On dirait bien… »foutage de gueule » et une nouvelle recette de « tripes havraises » à la Philippe!

Pas facile d’être en marche et en « même temps » essayer de faire un choix entre les écolos et les agriculteurs. Surtout lorsqu’il s’agit d’avancer des arguments difficiles à entendre. Pour les uns comme pour les autres peu enclins à se satisfaire d’une position ressemblant tout de même à un beau-excusez-moi de l’expression vulgaire-« foutage de gueule ».

C’est vrai que proposer une « frontière » de dix à quinze mètres en fonction de la taille des cultures afin que les épandages gavés de pesticides soient interdits, relève de l’improbable.

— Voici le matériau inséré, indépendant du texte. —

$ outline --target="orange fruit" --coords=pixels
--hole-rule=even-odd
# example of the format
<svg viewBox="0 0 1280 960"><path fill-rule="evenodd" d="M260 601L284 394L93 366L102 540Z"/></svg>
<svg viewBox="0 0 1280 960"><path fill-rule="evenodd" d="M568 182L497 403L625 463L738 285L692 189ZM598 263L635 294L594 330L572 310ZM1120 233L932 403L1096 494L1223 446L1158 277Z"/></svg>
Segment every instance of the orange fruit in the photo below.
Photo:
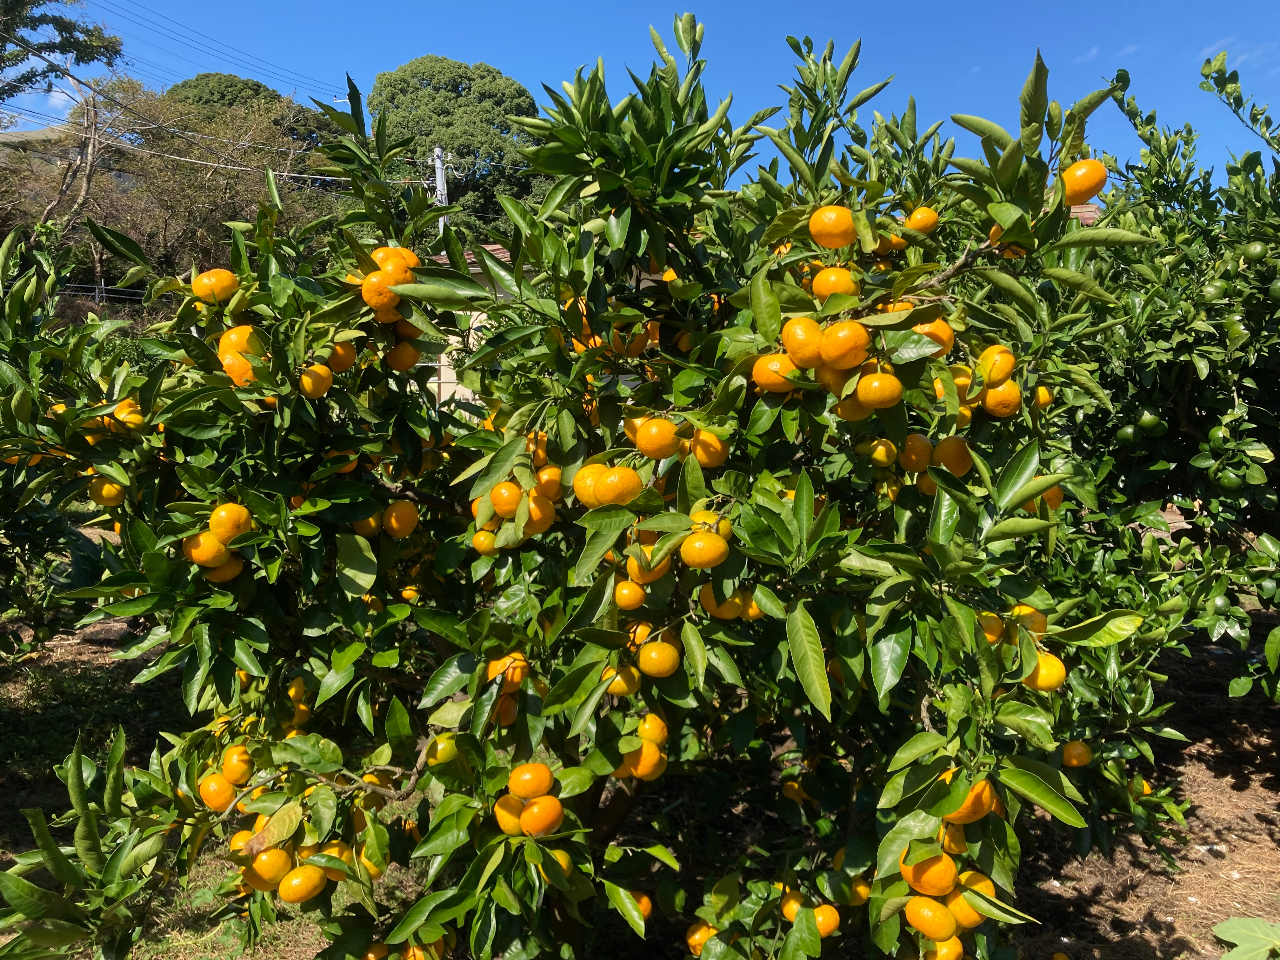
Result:
<svg viewBox="0 0 1280 960"><path fill-rule="evenodd" d="M400 311L395 307L382 307L373 311L373 319L384 326L389 326L393 323L399 323L404 317L400 316Z"/></svg>
<svg viewBox="0 0 1280 960"><path fill-rule="evenodd" d="M1037 476L1036 479L1039 480L1040 477ZM1026 503L1024 503L1022 505L1022 509L1027 511L1027 513L1037 513L1038 508L1036 507L1036 502L1039 500L1044 500L1045 505L1050 510L1057 510L1060 506L1062 506L1062 497L1063 497L1062 488L1055 483L1052 487L1050 487L1044 493L1040 494L1040 496L1036 497L1035 500L1028 500Z"/></svg>
<svg viewBox="0 0 1280 960"><path fill-rule="evenodd" d="M856 393L849 394L831 409L841 420L848 420L853 423L865 420L875 413L874 410L858 399Z"/></svg>
<svg viewBox="0 0 1280 960"><path fill-rule="evenodd" d="M938 228L938 211L923 204L911 211L903 226L917 233L930 234Z"/></svg>
<svg viewBox="0 0 1280 960"><path fill-rule="evenodd" d="M640 474L630 467L614 467L595 481L592 491L602 505L616 503L625 507L639 496L642 489L644 484Z"/></svg>
<svg viewBox="0 0 1280 960"><path fill-rule="evenodd" d="M418 337L422 336L422 331L403 317L396 321L396 325L393 329L395 330L396 336L401 340L417 340Z"/></svg>
<svg viewBox="0 0 1280 960"><path fill-rule="evenodd" d="M944 823L938 829L938 841L942 844L942 852L958 857L967 853L969 843L964 836L964 826L959 823Z"/></svg>
<svg viewBox="0 0 1280 960"><path fill-rule="evenodd" d="M995 644L1004 639L1004 621L998 614L983 610L978 614L978 626L982 627L982 635L987 643Z"/></svg>
<svg viewBox="0 0 1280 960"><path fill-rule="evenodd" d="M988 388L998 387L1013 375L1017 362L1012 350L1002 343L994 343L979 354L978 373Z"/></svg>
<svg viewBox="0 0 1280 960"><path fill-rule="evenodd" d="M628 558L627 562L632 563L633 559ZM631 580L620 580L613 586L613 602L620 610L638 610L647 597L645 588Z"/></svg>
<svg viewBox="0 0 1280 960"><path fill-rule="evenodd" d="M963 960L964 944L959 937L941 940L933 945L932 950L924 952L924 960Z"/></svg>
<svg viewBox="0 0 1280 960"><path fill-rule="evenodd" d="M488 530L478 530L471 538L471 546L475 547L476 553L482 557L496 557L498 555L497 539Z"/></svg>
<svg viewBox="0 0 1280 960"><path fill-rule="evenodd" d="M953 476L963 477L973 469L973 454L964 437L951 436L939 440L933 448L933 465L945 467Z"/></svg>
<svg viewBox="0 0 1280 960"><path fill-rule="evenodd" d="M947 823L977 823L991 812L995 801L995 788L991 786L990 780L983 778L969 788L969 794L964 798L964 803L960 804L960 808L946 814L942 819Z"/></svg>
<svg viewBox="0 0 1280 960"><path fill-rule="evenodd" d="M200 781L200 799L210 810L222 813L235 798L236 788L220 773L211 773Z"/></svg>
<svg viewBox="0 0 1280 960"><path fill-rule="evenodd" d="M719 932L719 927L713 927L705 920L695 920L684 932L684 945L695 957L700 957L703 945Z"/></svg>
<svg viewBox="0 0 1280 960"><path fill-rule="evenodd" d="M947 894L943 902L946 904L947 909L951 911L951 915L955 917L956 924L965 930L971 930L987 918L969 906L968 901L964 899L965 888L977 890L994 900L996 885L991 882L989 877L979 873L977 870L965 870L957 878L957 881L956 888Z"/></svg>
<svg viewBox="0 0 1280 960"><path fill-rule="evenodd" d="M822 328L810 317L792 317L782 328L782 347L797 367L822 365Z"/></svg>
<svg viewBox="0 0 1280 960"><path fill-rule="evenodd" d="M373 258L374 263L383 269L386 269L387 263L392 259L399 260L406 267L422 266L422 261L418 259L418 255L408 247L378 247L369 256Z"/></svg>
<svg viewBox="0 0 1280 960"><path fill-rule="evenodd" d="M244 845L249 842L249 838L253 836L252 830L237 830L227 841L228 853L239 853L244 849Z"/></svg>
<svg viewBox="0 0 1280 960"><path fill-rule="evenodd" d="M537 797L520 812L520 829L528 837L545 837L564 823L564 808L555 797Z"/></svg>
<svg viewBox="0 0 1280 960"><path fill-rule="evenodd" d="M822 332L822 363L835 370L852 370L867 359L870 346L871 333L857 320L833 323Z"/></svg>
<svg viewBox="0 0 1280 960"><path fill-rule="evenodd" d="M223 751L222 775L237 787L249 782L253 776L253 758L243 744L233 744Z"/></svg>
<svg viewBox="0 0 1280 960"><path fill-rule="evenodd" d="M896 233L882 233L880 234L879 241L877 241L876 243L876 253L879 253L882 255L888 253L890 250L905 250L905 249L907 249L906 239L898 236ZM885 263L886 264L885 269L888 269L889 265L887 261L882 260L880 262Z"/></svg>
<svg viewBox="0 0 1280 960"><path fill-rule="evenodd" d="M493 818L498 822L498 829L508 837L524 835L520 825L520 815L524 813L524 801L511 794L504 794L493 805Z"/></svg>
<svg viewBox="0 0 1280 960"><path fill-rule="evenodd" d="M1064 767L1087 767L1093 759L1093 750L1083 740L1068 740L1062 745Z"/></svg>
<svg viewBox="0 0 1280 960"><path fill-rule="evenodd" d="M973 382L973 371L963 363L953 363L947 369L951 371L951 380L956 385L956 398L963 404L969 399L969 385ZM939 400L946 396L940 378L934 378L933 394Z"/></svg>
<svg viewBox="0 0 1280 960"><path fill-rule="evenodd" d="M796 914L800 912L800 908L808 905L809 898L803 893L799 890L788 890L778 901L778 911L788 923L795 923Z"/></svg>
<svg viewBox="0 0 1280 960"><path fill-rule="evenodd" d="M216 566L212 570L206 570L204 578L210 583L229 583L240 576L240 571L243 569L244 557L238 553L233 553L226 563Z"/></svg>
<svg viewBox="0 0 1280 960"><path fill-rule="evenodd" d="M640 916L648 920L653 913L653 901L649 899L649 895L641 890L628 890L627 892L631 894L631 899L640 908Z"/></svg>
<svg viewBox="0 0 1280 960"><path fill-rule="evenodd" d="M298 376L298 392L308 400L318 400L333 386L333 371L323 363L307 367Z"/></svg>
<svg viewBox="0 0 1280 960"><path fill-rule="evenodd" d="M710 430L698 430L689 441L689 452L698 466L712 470L729 459L729 441L722 440Z"/></svg>
<svg viewBox="0 0 1280 960"><path fill-rule="evenodd" d="M640 725L636 727L637 737L641 740L648 740L650 743L656 743L658 746L666 743L669 735L666 721L656 713L646 713L640 718Z"/></svg>
<svg viewBox="0 0 1280 960"><path fill-rule="evenodd" d="M729 544L710 530L699 530L680 544L680 559L695 570L709 570L729 559Z"/></svg>
<svg viewBox="0 0 1280 960"><path fill-rule="evenodd" d="M1036 665L1031 668L1022 683L1032 690L1051 693L1061 687L1067 680L1067 667L1052 653L1043 650L1036 652Z"/></svg>
<svg viewBox="0 0 1280 960"><path fill-rule="evenodd" d="M635 444L636 449L650 460L665 460L680 450L676 425L661 417L653 417L640 425L636 430Z"/></svg>
<svg viewBox="0 0 1280 960"><path fill-rule="evenodd" d="M570 871L573 870L573 858L569 856L569 852L567 850L548 850L547 853L560 865L561 872L567 877ZM551 882L551 878L547 876L547 872L541 866L538 867L538 872L542 874L543 880L548 883Z"/></svg>
<svg viewBox="0 0 1280 960"><path fill-rule="evenodd" d="M872 464L883 468L898 459L898 448L893 445L892 440L872 440L867 448L867 455L871 457Z"/></svg>
<svg viewBox="0 0 1280 960"><path fill-rule="evenodd" d="M1022 409L1022 390L1015 380L1006 380L983 391L982 409L1000 420L1012 417Z"/></svg>
<svg viewBox="0 0 1280 960"><path fill-rule="evenodd" d="M221 267L206 270L191 281L192 294L205 303L226 303L239 289L236 275Z"/></svg>
<svg viewBox="0 0 1280 960"><path fill-rule="evenodd" d="M489 680L502 674L502 692L515 693L520 689L520 684L524 683L524 678L529 675L529 661L525 659L523 653L517 650L497 660L490 660L485 672L486 678ZM540 792L546 793L547 791L542 790Z"/></svg>
<svg viewBox="0 0 1280 960"><path fill-rule="evenodd" d="M924 496L932 497L938 492L938 482L927 473L922 473L920 476L916 477L916 489Z"/></svg>
<svg viewBox="0 0 1280 960"><path fill-rule="evenodd" d="M403 266L403 262L400 264ZM391 288L400 283L400 274L375 270L360 283L360 296L374 310L384 313L400 303L400 297L391 292Z"/></svg>
<svg viewBox="0 0 1280 960"><path fill-rule="evenodd" d="M609 472L603 463L588 463L573 475L573 495L585 506L595 509L600 500L595 493L596 481Z"/></svg>
<svg viewBox="0 0 1280 960"><path fill-rule="evenodd" d="M253 529L249 511L238 503L224 503L209 514L209 532L222 543L230 543Z"/></svg>
<svg viewBox="0 0 1280 960"><path fill-rule="evenodd" d="M351 529L362 537L376 537L382 532L382 511L375 510L373 514L364 520L357 520L351 524Z"/></svg>
<svg viewBox="0 0 1280 960"><path fill-rule="evenodd" d="M698 590L698 603L717 620L732 620L742 613L742 598L736 592L718 604L715 589L709 583L704 583Z"/></svg>
<svg viewBox="0 0 1280 960"><path fill-rule="evenodd" d="M641 549L646 557L653 556L653 547L644 544ZM653 583L655 580L661 579L668 570L671 569L671 557L666 557L661 563L650 567L648 570L640 569L640 562L635 557L627 557L627 576L635 583Z"/></svg>
<svg viewBox="0 0 1280 960"><path fill-rule="evenodd" d="M489 502L493 504L494 513L508 520L516 515L523 499L524 491L510 480L502 481L489 491Z"/></svg>
<svg viewBox="0 0 1280 960"><path fill-rule="evenodd" d="M393 540L403 540L418 527L418 508L408 500L396 500L382 511L382 529Z"/></svg>
<svg viewBox="0 0 1280 960"><path fill-rule="evenodd" d="M887 410L902 400L902 382L892 373L864 374L858 380L858 402L872 410Z"/></svg>
<svg viewBox="0 0 1280 960"><path fill-rule="evenodd" d="M935 943L956 935L956 918L946 906L930 897L912 897L902 912L912 929Z"/></svg>
<svg viewBox="0 0 1280 960"><path fill-rule="evenodd" d="M305 903L324 890L326 882L323 870L304 863L280 879L276 892L285 903Z"/></svg>
<svg viewBox="0 0 1280 960"><path fill-rule="evenodd" d="M552 501L558 501L564 496L564 490L560 486L560 468L547 465L538 471L538 482L533 488L533 492L540 497Z"/></svg>
<svg viewBox="0 0 1280 960"><path fill-rule="evenodd" d="M521 800L545 797L554 785L555 776L545 763L522 763L507 777L507 790Z"/></svg>
<svg viewBox="0 0 1280 960"><path fill-rule="evenodd" d="M532 433L524 438L524 452L533 454L533 468L546 466L547 463L547 434L546 431L538 431L535 437Z"/></svg>
<svg viewBox="0 0 1280 960"><path fill-rule="evenodd" d="M1048 410L1053 405L1053 390L1049 387L1036 387L1036 398L1033 401L1037 410Z"/></svg>
<svg viewBox="0 0 1280 960"><path fill-rule="evenodd" d="M222 372L231 378L237 387L245 387L258 379L253 372L253 365L240 353L220 353L218 360L222 363Z"/></svg>
<svg viewBox="0 0 1280 960"><path fill-rule="evenodd" d="M813 278L813 295L819 300L826 300L833 293L856 296L861 289L862 285L844 267L827 267Z"/></svg>
<svg viewBox="0 0 1280 960"><path fill-rule="evenodd" d="M813 919L818 924L818 936L824 939L840 929L840 911L829 903L814 907Z"/></svg>
<svg viewBox="0 0 1280 960"><path fill-rule="evenodd" d="M1049 618L1035 607L1025 603L1015 604L1009 610L1009 619L1017 626L1025 627L1033 637L1043 637L1049 629Z"/></svg>
<svg viewBox="0 0 1280 960"><path fill-rule="evenodd" d="M825 334L823 339L826 339ZM857 364L854 364L854 366L857 366ZM833 367L823 361L822 366L813 371L813 379L822 384L828 393L839 397L844 392L844 385L849 382L849 371Z"/></svg>
<svg viewBox="0 0 1280 960"><path fill-rule="evenodd" d="M795 363L787 354L770 353L751 367L751 379L757 387L769 393L790 393L796 385L787 379L787 374L795 368Z"/></svg>
<svg viewBox="0 0 1280 960"><path fill-rule="evenodd" d="M387 366L396 373L412 370L422 359L422 351L408 340L401 340L387 351Z"/></svg>
<svg viewBox="0 0 1280 960"><path fill-rule="evenodd" d="M917 323L911 328L916 333L928 337L930 340L938 344L939 349L934 351L933 356L945 357L951 352L951 348L955 346L956 334L951 329L951 325L947 321L938 317L929 323Z"/></svg>
<svg viewBox="0 0 1280 960"><path fill-rule="evenodd" d="M902 464L903 470L911 473L928 470L929 464L933 462L933 444L924 434L907 434L902 449L898 451L898 462Z"/></svg>
<svg viewBox="0 0 1280 960"><path fill-rule="evenodd" d="M848 207L819 207L809 217L809 236L820 247L828 250L847 247L857 235L853 213Z"/></svg>
<svg viewBox="0 0 1280 960"><path fill-rule="evenodd" d="M124 497L124 487L106 477L94 477L89 484L89 499L100 507L118 507Z"/></svg>
<svg viewBox="0 0 1280 960"><path fill-rule="evenodd" d="M656 780L666 768L666 757L661 748L656 743L643 740L636 749L623 754L622 764L613 771L613 776Z"/></svg>
<svg viewBox="0 0 1280 960"><path fill-rule="evenodd" d="M601 680L613 678L612 682L605 687L605 691L615 697L629 697L640 689L640 671L633 666L624 666L615 670L613 667L605 667L600 674Z"/></svg>
<svg viewBox="0 0 1280 960"><path fill-rule="evenodd" d="M919 863L906 863L907 851L903 847L898 857L898 868L902 879L907 881L912 890L930 897L942 897L950 893L956 885L956 862L945 853L926 857Z"/></svg>
<svg viewBox="0 0 1280 960"><path fill-rule="evenodd" d="M1100 160L1077 160L1062 172L1066 188L1063 202L1068 206L1088 203L1107 185L1107 168Z"/></svg>
<svg viewBox="0 0 1280 960"><path fill-rule="evenodd" d="M329 351L328 366L334 373L345 373L355 366L356 348L350 340L335 343Z"/></svg>
<svg viewBox="0 0 1280 960"><path fill-rule="evenodd" d="M201 567L220 567L231 559L226 544L208 530L201 530L182 541L182 554Z"/></svg>
<svg viewBox="0 0 1280 960"><path fill-rule="evenodd" d="M529 492L529 519L524 523L524 535L531 537L537 533L546 533L556 521L556 508L546 497Z"/></svg>
<svg viewBox="0 0 1280 960"><path fill-rule="evenodd" d="M636 656L636 665L646 677L669 677L680 668L680 651L661 640L646 643Z"/></svg>

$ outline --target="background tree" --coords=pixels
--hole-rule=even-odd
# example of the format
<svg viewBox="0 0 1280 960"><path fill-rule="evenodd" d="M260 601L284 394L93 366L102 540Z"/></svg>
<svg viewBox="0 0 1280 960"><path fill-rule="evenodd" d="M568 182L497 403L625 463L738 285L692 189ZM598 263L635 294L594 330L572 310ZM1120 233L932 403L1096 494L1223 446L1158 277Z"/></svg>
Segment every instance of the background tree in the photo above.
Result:
<svg viewBox="0 0 1280 960"><path fill-rule="evenodd" d="M535 117L533 96L487 63L465 64L428 55L380 73L369 94L369 113L386 113L393 139L413 141L409 158L424 180L434 176L432 150L450 155L449 201L465 211L460 226L485 230L502 224L500 194L523 198L537 189L519 148L533 141L508 117Z"/></svg>
<svg viewBox="0 0 1280 960"><path fill-rule="evenodd" d="M57 67L32 57L31 51L76 65L115 65L120 38L97 24L56 12L69 6L68 0L0 0L0 102L41 85L47 89L60 75Z"/></svg>

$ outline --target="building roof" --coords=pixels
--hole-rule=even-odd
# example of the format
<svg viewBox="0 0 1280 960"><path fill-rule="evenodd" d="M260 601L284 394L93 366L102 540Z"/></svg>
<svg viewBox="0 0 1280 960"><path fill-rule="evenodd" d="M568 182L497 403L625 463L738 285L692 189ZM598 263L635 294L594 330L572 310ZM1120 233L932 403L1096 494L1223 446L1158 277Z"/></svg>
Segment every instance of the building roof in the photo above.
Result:
<svg viewBox="0 0 1280 960"><path fill-rule="evenodd" d="M51 143L72 136L79 130L74 123L60 123L56 127L41 127L39 130L8 130L0 133L0 148L15 150L28 143Z"/></svg>

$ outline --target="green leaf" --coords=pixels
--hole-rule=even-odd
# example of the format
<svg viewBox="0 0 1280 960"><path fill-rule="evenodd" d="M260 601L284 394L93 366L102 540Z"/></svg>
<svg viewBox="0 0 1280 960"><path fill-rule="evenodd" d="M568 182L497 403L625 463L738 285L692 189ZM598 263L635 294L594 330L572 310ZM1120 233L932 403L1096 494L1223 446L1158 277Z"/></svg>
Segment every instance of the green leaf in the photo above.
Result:
<svg viewBox="0 0 1280 960"><path fill-rule="evenodd" d="M979 137L990 137L991 142L1002 151L1007 150L1009 148L1009 144L1013 143L1013 137L1010 136L1008 130L1000 126L998 123L993 123L992 121L985 120L982 117L974 117L965 113L953 113L951 115L951 122L957 127L963 127L965 130L968 130L970 133L976 134Z"/></svg>
<svg viewBox="0 0 1280 960"><path fill-rule="evenodd" d="M782 330L782 308L769 286L767 271L768 265L765 265L751 278L751 315L755 319L756 332L773 343Z"/></svg>
<svg viewBox="0 0 1280 960"><path fill-rule="evenodd" d="M604 892L608 895L613 908L622 914L622 919L626 920L631 929L636 932L636 936L643 940L644 915L640 913L640 904L636 903L636 898L608 880L604 881Z"/></svg>
<svg viewBox="0 0 1280 960"><path fill-rule="evenodd" d="M77 889L83 888L84 875L76 869L75 864L67 858L53 839L53 835L49 833L44 811L39 807L32 807L24 809L22 815L31 825L31 833L35 836L36 845L40 848L40 857L53 879Z"/></svg>
<svg viewBox="0 0 1280 960"><path fill-rule="evenodd" d="M1024 504L1035 500L1046 490L1051 490L1063 480L1070 480L1074 476L1074 473L1049 473L1042 477L1034 477L1009 495L1009 506L1004 509L1022 507Z"/></svg>
<svg viewBox="0 0 1280 960"><path fill-rule="evenodd" d="M339 533L336 539L338 586L348 597L362 597L378 582L378 560L373 548L368 540L354 533Z"/></svg>
<svg viewBox="0 0 1280 960"><path fill-rule="evenodd" d="M1016 767L1002 766L998 776L1000 782L1014 793L1030 800L1063 823L1073 827L1083 827L1085 825L1084 818L1071 805L1071 801L1035 774L1027 770L1019 770Z"/></svg>
<svg viewBox="0 0 1280 960"><path fill-rule="evenodd" d="M1159 243L1159 241L1155 237L1144 237L1140 233L1131 233L1128 230L1116 230L1111 227L1086 227L1083 230L1075 230L1068 233L1061 240L1045 247L1041 250L1041 253L1052 253L1055 250L1065 250L1069 247L1146 246L1151 243Z"/></svg>
<svg viewBox="0 0 1280 960"><path fill-rule="evenodd" d="M404 708L399 697L392 697L387 705L386 731L387 740L395 753L403 756L414 752L418 738L413 734L409 711Z"/></svg>
<svg viewBox="0 0 1280 960"><path fill-rule="evenodd" d="M1070 290L1077 293L1083 293L1091 300L1101 300L1103 303L1117 304L1120 301L1107 293L1106 290L1098 284L1093 277L1083 273L1076 273L1074 270L1068 270L1066 267L1045 267L1042 271L1050 280L1056 280Z"/></svg>
<svg viewBox="0 0 1280 960"><path fill-rule="evenodd" d="M876 877L888 877L898 872L898 857L912 840L934 840L942 818L930 816L923 810L912 810L893 825L876 850Z"/></svg>
<svg viewBox="0 0 1280 960"><path fill-rule="evenodd" d="M1017 277L1010 276L999 267L978 267L973 272L979 279L985 280L1022 307L1028 316L1034 317L1036 315L1039 301L1036 299L1036 295L1027 289Z"/></svg>
<svg viewBox="0 0 1280 960"><path fill-rule="evenodd" d="M1015 494L1034 479L1039 466L1040 444L1032 440L1019 448L1000 470L1000 476L996 480L996 506L1003 511L1025 503L1025 500L1017 499Z"/></svg>
<svg viewBox="0 0 1280 960"><path fill-rule="evenodd" d="M1035 917L1023 913L1021 910L1015 910L1007 903L1001 903L993 897L988 897L980 890L974 890L972 887L964 887L961 896L969 906L973 907L978 913L984 917L991 917L993 920L999 920L1002 923L1039 923Z"/></svg>
<svg viewBox="0 0 1280 960"><path fill-rule="evenodd" d="M707 679L707 647L702 642L702 634L688 620L680 628L680 640L684 643L684 656L689 666L693 667L693 679L701 690Z"/></svg>
<svg viewBox="0 0 1280 960"><path fill-rule="evenodd" d="M914 737L898 748L898 752L893 755L893 759L889 761L889 772L900 770L908 764L915 763L925 754L933 753L935 750L946 746L947 738L940 733L917 733Z"/></svg>
<svg viewBox="0 0 1280 960"><path fill-rule="evenodd" d="M1011 700L1001 704L996 721L1041 750L1053 750L1058 745L1053 736L1053 718L1029 703Z"/></svg>
<svg viewBox="0 0 1280 960"><path fill-rule="evenodd" d="M92 217L85 218L85 226L89 228L89 232L93 234L93 238L100 244L114 253L122 260L132 260L140 267L151 269L151 264L147 260L147 255L143 252L142 247L126 237L123 233L117 233L114 230L104 227L96 222Z"/></svg>
<svg viewBox="0 0 1280 960"><path fill-rule="evenodd" d="M80 918L84 914L66 897L43 890L30 881L0 871L0 897L30 920Z"/></svg>
<svg viewBox="0 0 1280 960"><path fill-rule="evenodd" d="M1273 951L1280 950L1280 923L1257 917L1232 917L1214 927L1213 935L1224 943L1236 944L1222 960L1268 960Z"/></svg>
<svg viewBox="0 0 1280 960"><path fill-rule="evenodd" d="M827 681L827 664L822 653L822 638L800 601L787 615L787 644L796 676L818 712L831 719L831 685Z"/></svg>
<svg viewBox="0 0 1280 960"><path fill-rule="evenodd" d="M1142 621L1136 610L1110 610L1073 627L1050 627L1046 637L1080 647L1110 647L1137 633Z"/></svg>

Même si cette décision se trouve confortée par un avis scientifique avéré par un organisme d’experts sérieux.

Le ministre de l’Agriculture et de l’Ecologie, entre autres, ont dû ramer fort pour tenter de justifier ce choix qui passe très mal auprès des défenseurs de l’environnement et des maires d’un nombre conséquent de villes et villages, verts de rage, qui eux proposent un minimum de distance de 150 mètres entre les premières habitations et les champs cultivés.

Le gouvernement ne voulait-il pas un peu casser la colère des agriculteurs déjà assez furieux après le vote du CETA, et auteurs, pour un certain nombre d’entre eux, de dégradations de députés LaREM pendant l’été qui était celui des labours et de l’amour vache!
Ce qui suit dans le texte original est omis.